1891 : l’ascension du capitalisme industriel. Nous sommes deux ans après l’inauguration de la tour Eiffel, symbole s’il en est de la réussite industrielle française et européenne ainsi que du scientisme. Epoque qui sera suivie par une Belle époque pas si belle, des manœuvres de puissance, une triple alliance et une triple entente préfigurant la Grande Guerre. Entre temps, des tensions, une frénésie sur le temps, l’argent, notamment aux States. Ford T, fordisme, 1905, la Russie vacille puis bascule en 1917. Le fascisme arrive en Italie, nombre d’holocaustes se produisent de part le monde. Chinois massacrés à deux reprises par les Japonais, Arméniens liquidés par les Turcs. Moins connu mais tout aussi dévastateur, l’Holomodor, famine organisée par l’URSS afin de prendre le contrôle des terres cultivées par les koulaks en Ukraine. Entre 4 et 8 millions de morts. Pratiquement ignoré, le premier cas de génocide moderne, en 1904, perpétré par les militaires allemands contre les Hereros, peuplade de l’Afrique de l’Ouest. Autant dire que pressentant ces désastres liés à plusieurs causes et notamment un capitalisme effréné allié aux nationalismes et autres colonialisme, fabricant d’instruments de mort, le pape Léon XIII, en humaniste qu’il fut, se fendit d’une encyclique sociale intitulée Des choses nouvelles. Celle-ci dénonçait notamment la pauvreté, la condition misérable offerte aux ouvriers et bien évidemment les travers de l’athéisme et du socialisme athée. Rappelons que si l’Histoire retient le côté spectaculaire des génocides, il y eut une féroce répression exercée par les polices contre les mouvements et autres contestations des ouvriers aux portes des usines.
Des choses nouvelles, autrement dit Rerum novarum, est une encyclique emblématique symbolisant et refondant la doctrine sociale de l’Eglise depuis plus d’un siècle. Elle a inspiré ses héritières, celles livrées par Pie XI en 1931, Paul VI en 1967, Jean Paul II en 1991 sans oublier Léon XIII en 1961. L’éditorialiste du Monde ne s’est pas trompé en associant les dates de ces encycliques sociales à des événements important affectant le capitalisme. Sans doute des coïncidences puisque trois d’entre elles ont été publiées pour les 40, 70 et 100 ans signant les anniversaires de Rerum novarum qui du reste les a inspirées. Déjà en 1931, Pie XI mettait en avant le principe de subsidiarité, qu’on retrouve en 2009 chez Benoît XVI. Paul VI insiste, comme ses successeurs, sur la dimension planétaire des problèmes sociaux. Lire ces cinq encycliques devrait nous convaincre que les problèmes humains liés au développement capitaliste des sociétés sont restés pratiquement les mêmes. Le capitalisme et son pendant matérialiste sont opposés à l’humanisme qui doit s’élever au-dessus des valeurs matérielles ainsi que des aspirations bassement hédonistes. Un plaidoyer s’exprime en faveur du développement spirituel (intégral) de l’homme, associé à la mise en place de sociétés traversées par le souci de solidarité. Et une chose assez récente, le souci de la planète, clairement explicité dans les encycliques de Jean-Paul II et Benoît XVI.

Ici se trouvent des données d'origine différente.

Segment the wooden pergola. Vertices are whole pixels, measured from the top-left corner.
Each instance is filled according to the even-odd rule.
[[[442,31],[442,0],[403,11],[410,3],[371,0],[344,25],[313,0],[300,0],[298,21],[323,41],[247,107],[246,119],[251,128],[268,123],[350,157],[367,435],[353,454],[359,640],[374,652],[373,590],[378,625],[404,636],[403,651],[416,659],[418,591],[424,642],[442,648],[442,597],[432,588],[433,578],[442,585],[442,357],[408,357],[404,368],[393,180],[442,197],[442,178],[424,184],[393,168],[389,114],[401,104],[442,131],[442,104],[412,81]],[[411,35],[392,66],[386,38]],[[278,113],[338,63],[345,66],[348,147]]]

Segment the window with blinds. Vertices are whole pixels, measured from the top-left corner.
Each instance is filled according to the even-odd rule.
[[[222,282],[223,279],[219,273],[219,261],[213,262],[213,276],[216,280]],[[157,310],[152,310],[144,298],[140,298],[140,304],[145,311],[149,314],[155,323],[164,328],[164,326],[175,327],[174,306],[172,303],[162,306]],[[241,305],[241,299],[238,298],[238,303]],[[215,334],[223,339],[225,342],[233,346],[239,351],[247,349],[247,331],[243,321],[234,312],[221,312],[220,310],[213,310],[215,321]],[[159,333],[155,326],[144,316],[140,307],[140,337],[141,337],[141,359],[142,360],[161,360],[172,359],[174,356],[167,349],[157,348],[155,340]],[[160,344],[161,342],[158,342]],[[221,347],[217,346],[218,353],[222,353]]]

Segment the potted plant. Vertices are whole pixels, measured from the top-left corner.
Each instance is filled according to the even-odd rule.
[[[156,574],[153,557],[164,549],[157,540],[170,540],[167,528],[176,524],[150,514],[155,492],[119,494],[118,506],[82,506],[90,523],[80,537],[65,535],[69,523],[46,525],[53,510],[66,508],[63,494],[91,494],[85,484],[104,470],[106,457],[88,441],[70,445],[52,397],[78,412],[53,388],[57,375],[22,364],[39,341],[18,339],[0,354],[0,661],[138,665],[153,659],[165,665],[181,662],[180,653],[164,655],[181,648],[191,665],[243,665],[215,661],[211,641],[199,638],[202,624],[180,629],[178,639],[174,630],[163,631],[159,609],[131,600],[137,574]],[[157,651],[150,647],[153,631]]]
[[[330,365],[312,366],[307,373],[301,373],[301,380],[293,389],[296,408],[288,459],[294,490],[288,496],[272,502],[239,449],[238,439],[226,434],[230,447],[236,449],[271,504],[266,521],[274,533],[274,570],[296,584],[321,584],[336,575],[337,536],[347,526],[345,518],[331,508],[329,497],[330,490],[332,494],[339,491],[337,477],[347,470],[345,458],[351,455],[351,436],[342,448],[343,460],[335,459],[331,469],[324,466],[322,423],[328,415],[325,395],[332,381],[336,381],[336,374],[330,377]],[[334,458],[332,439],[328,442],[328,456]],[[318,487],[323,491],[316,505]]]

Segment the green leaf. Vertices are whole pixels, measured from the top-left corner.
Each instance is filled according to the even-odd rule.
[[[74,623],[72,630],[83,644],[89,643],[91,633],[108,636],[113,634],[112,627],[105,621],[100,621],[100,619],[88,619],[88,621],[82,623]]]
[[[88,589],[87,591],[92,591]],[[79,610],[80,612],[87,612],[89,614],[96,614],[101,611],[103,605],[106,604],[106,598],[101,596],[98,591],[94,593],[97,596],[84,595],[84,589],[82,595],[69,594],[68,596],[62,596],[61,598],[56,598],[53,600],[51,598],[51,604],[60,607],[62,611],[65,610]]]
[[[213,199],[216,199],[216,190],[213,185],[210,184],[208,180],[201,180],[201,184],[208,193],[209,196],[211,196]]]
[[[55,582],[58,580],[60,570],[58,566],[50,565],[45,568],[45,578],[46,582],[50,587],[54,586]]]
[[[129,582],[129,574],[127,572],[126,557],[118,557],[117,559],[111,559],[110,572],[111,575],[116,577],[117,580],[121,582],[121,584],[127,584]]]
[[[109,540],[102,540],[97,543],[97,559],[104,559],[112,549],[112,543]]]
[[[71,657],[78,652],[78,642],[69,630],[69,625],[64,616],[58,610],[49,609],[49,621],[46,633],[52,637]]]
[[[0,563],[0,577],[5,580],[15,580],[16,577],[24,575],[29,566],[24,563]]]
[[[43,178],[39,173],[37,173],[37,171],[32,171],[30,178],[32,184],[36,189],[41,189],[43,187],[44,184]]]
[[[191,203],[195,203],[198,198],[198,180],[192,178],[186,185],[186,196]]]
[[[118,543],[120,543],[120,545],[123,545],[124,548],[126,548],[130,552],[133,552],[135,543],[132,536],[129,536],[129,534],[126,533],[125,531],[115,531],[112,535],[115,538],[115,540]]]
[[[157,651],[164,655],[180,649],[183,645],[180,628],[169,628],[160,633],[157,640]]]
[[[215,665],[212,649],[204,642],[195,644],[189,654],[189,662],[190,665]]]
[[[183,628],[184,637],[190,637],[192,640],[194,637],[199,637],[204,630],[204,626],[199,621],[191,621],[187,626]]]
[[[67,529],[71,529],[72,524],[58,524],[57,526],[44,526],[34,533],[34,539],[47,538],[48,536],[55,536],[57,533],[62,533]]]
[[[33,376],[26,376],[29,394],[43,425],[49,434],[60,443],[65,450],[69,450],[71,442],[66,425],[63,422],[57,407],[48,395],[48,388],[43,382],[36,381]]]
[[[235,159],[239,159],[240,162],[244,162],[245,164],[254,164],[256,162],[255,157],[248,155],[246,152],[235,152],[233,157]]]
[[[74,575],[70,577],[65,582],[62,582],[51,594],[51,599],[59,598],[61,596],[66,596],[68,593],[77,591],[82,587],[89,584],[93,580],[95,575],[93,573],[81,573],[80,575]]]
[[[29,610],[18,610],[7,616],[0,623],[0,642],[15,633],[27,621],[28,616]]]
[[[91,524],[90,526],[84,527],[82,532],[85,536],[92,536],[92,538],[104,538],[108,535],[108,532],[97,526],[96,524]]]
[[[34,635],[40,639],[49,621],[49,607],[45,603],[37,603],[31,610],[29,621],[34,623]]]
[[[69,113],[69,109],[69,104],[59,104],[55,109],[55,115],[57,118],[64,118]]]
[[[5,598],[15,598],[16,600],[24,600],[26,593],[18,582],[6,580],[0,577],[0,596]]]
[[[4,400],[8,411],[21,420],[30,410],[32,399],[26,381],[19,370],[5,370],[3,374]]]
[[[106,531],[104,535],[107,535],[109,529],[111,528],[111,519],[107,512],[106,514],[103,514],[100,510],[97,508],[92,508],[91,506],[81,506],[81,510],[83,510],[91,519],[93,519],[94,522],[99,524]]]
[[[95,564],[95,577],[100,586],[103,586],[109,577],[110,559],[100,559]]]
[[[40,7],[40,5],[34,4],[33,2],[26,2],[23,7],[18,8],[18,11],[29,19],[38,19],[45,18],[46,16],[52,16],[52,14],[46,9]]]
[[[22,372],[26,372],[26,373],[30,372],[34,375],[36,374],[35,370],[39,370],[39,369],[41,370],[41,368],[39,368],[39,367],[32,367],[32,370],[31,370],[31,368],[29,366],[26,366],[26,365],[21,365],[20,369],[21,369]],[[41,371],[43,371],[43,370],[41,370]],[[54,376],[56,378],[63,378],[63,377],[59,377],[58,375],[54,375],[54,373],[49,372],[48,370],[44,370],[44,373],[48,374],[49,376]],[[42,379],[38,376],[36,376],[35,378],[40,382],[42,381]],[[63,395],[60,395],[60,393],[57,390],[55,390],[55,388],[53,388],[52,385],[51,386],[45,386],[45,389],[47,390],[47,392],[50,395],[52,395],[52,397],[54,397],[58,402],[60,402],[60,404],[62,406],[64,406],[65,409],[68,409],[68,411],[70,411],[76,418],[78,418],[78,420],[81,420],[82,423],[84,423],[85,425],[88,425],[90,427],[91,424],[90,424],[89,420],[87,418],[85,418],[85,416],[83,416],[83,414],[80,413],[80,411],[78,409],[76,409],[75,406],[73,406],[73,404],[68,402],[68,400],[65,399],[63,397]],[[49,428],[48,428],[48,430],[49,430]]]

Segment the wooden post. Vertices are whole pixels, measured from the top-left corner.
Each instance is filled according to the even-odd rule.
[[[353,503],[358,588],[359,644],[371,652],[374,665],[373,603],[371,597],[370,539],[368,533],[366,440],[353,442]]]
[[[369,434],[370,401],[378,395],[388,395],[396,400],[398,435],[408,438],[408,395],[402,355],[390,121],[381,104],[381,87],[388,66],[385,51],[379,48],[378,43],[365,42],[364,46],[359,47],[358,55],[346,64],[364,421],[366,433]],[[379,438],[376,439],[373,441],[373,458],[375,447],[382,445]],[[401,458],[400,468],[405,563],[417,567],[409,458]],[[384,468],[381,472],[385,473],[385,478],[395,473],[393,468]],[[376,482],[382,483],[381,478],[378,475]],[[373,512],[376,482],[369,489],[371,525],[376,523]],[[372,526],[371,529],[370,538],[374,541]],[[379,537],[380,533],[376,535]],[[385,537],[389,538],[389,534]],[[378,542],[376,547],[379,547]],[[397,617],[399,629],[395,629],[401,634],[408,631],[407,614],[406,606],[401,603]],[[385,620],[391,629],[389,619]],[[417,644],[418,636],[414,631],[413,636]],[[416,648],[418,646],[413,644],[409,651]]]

Le développement du capitalisme fut accompagné de périodes optimistes, certains vivant leur œuvre avec euphorie, alors que des drames, guerres, répressions et holocaustes se sont produits à l’échelle planétaire. Dans Le monde d’hier, Stephan Zweig raconte le virage pris par les populations à l’égard des gouvernants. Naguères pris d’une infantile naïveté, ils approuvaient les dirigeants avant la Grande Guerre, leur accordant une grande confiance. Mais en 1939, finie cette dévotion à l’égard des puissants. Les peuples se méfient de tout, notamment de la diplomatie. Ils ne perçoivent plus les gouvernants comme des gens honnêtes. La crise économique de 1930 fut surtout une crise politique, soldée par un conflit national. Puis les sociétés se sont reconstruites sur de nouvelles bases. Les encycliques sociales de 1961 et 1967 s’inscrivent surtout dans un contexte de crise de la foi, de mutations culturelles et de guerre froide. Mais celle de 1991 suit la chute du mur. Et la mélancolie, le désenchantement.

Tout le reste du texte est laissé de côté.